Filmmaker: How you treated those two characters, that was the moment I knew I could trust you as a filmmaker.
Attanasio: I talk about that all the time. I just saw Parasite and it feels so good as an audience member to be so gently but firmly guided the way Bong Joon-ho guides you through that movie. If you feel that you don’t know what’s going to happen but you feel taken care of, I think that’s my favorite movie experience.
Filmmaker: Did you face any problems during shooting that forced you to change your plans?

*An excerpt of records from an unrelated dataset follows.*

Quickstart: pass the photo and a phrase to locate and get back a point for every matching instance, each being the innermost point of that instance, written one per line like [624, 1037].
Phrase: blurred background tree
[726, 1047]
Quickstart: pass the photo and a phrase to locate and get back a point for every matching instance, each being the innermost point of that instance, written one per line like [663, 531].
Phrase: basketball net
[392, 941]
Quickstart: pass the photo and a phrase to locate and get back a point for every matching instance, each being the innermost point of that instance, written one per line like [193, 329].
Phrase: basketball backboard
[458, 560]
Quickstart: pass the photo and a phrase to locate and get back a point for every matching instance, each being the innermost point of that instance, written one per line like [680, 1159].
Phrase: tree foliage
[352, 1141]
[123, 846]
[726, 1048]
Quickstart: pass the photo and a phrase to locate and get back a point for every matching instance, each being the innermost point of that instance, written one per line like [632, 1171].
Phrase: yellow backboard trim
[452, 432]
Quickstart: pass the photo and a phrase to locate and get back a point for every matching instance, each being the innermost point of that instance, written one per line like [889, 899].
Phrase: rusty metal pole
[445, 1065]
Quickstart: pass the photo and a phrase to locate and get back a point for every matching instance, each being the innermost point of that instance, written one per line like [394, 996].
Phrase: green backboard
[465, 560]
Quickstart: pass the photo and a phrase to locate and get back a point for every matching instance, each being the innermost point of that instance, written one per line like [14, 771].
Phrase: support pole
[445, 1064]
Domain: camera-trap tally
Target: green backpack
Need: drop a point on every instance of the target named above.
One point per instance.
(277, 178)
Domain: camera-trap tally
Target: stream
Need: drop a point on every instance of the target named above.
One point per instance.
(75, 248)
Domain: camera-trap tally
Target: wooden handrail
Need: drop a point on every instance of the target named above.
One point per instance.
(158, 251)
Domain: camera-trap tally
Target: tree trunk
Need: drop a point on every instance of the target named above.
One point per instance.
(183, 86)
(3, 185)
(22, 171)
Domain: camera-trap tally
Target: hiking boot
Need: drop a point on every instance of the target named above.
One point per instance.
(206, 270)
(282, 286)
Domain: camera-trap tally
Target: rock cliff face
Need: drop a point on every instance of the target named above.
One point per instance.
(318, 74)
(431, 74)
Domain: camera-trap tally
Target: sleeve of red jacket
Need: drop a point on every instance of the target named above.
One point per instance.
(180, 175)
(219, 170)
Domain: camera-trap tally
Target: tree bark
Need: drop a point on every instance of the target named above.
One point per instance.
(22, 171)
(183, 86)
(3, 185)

Attanasio: Oh my god, that was the bulk of the shoot, hoping things would work out. For the moment Hank falls off the cliff, you’re just hoping that we get the stunt person and they come to Montana to do this fall. And then the fair, hoping that we get the hundreds of people we need so the shot works. And there were so many moments where you have to pivot very quickly. The hospital scene at the end of the film, that morning we didn’t have that location. We had this crazy search party with the three or four people who were able to leave the set. It’s actually really hard to find a hospital location, especially one where we have to shoot today.
Here’s one example: there were no huckleberries for the fair scene. We were shooting in August and September, and huckleberry season is really June and July, so anybody who grew up in the Northwest, especially Montana, will know that those are not huckleberries in the film. We are all very ashamed.
In terms of changes, I come into it with a bit of a producer’s brain. Everything’s malleable. If you know the purpose of a scene, how it will serve your story arc, it’s not necessarily easy, but it’s simpler than you would think to let go of your old conceptions and say, okay, why not shoot this outside? If the weather’s not right, if the location’s gone, if you don’t have the means to do it the way you wanted to, do it another way.
Filmmaker: Mickey has a surprisingly spare score.
Attanasio: I guess I was rebelling against what I thought other people would think this movie was going to wind up being. You go on all these meetings trying to fundraise, and I could tell a lot of the time that people didn’t have the imagination to think that this would be anything other than a really sad small-town coming-of-age movie. So I think with the music, I wanted to embrace what I imagined real teenagers are listening to now, like the Uffie track “Difficult.”
Brian McOmber scored Krisha, which is one of my favorite first features. I just loved his totally unusual style of music and thought it would be a great counterpoint. He collaborated with Angel Deradoorian, they were in the Dirty Projectors band together.
Filmmaker: What was the editing process like?
Attanasio: It was a just long process of weeding scenes or shots or information out of the movie. What was a nice surprise for me and Henry Hayes, the editor, is that the order of scenes didn’t change from the first assembly, or really from the script. There were two scenes we swapped in order, the rest was pretty much just taking things out. Which in retrospect made the process sort of fun, because it was about what moments do we really want to land and what scenes do we really want to sing, and what do we take away that doesn’t belong.
The assembly was probably fifteen or so minutes longer. A lot more explaining things and tying things up. There were three more scenes with Wyatt that were in the script and that we shot but aren’t in the movie. They resolve his relationship with Mickey, but it was like tying up something in a bow that didn’t need to be resolved. They also made the story too much about him, it kind of distracted Mickey from her mission.
Filmmaker: Can you talk about your next project?
Attanasio: It’s still in the fetal stage. I’m interested in the way patriarchy, and the systems of patriarchy, infiltrate different spaces. Mickey to me was the manifestation of patriarchy in the home. The next thing I’m working on is the manifestation of patriarchy in the workplace. It’s a very different dynamic to work in.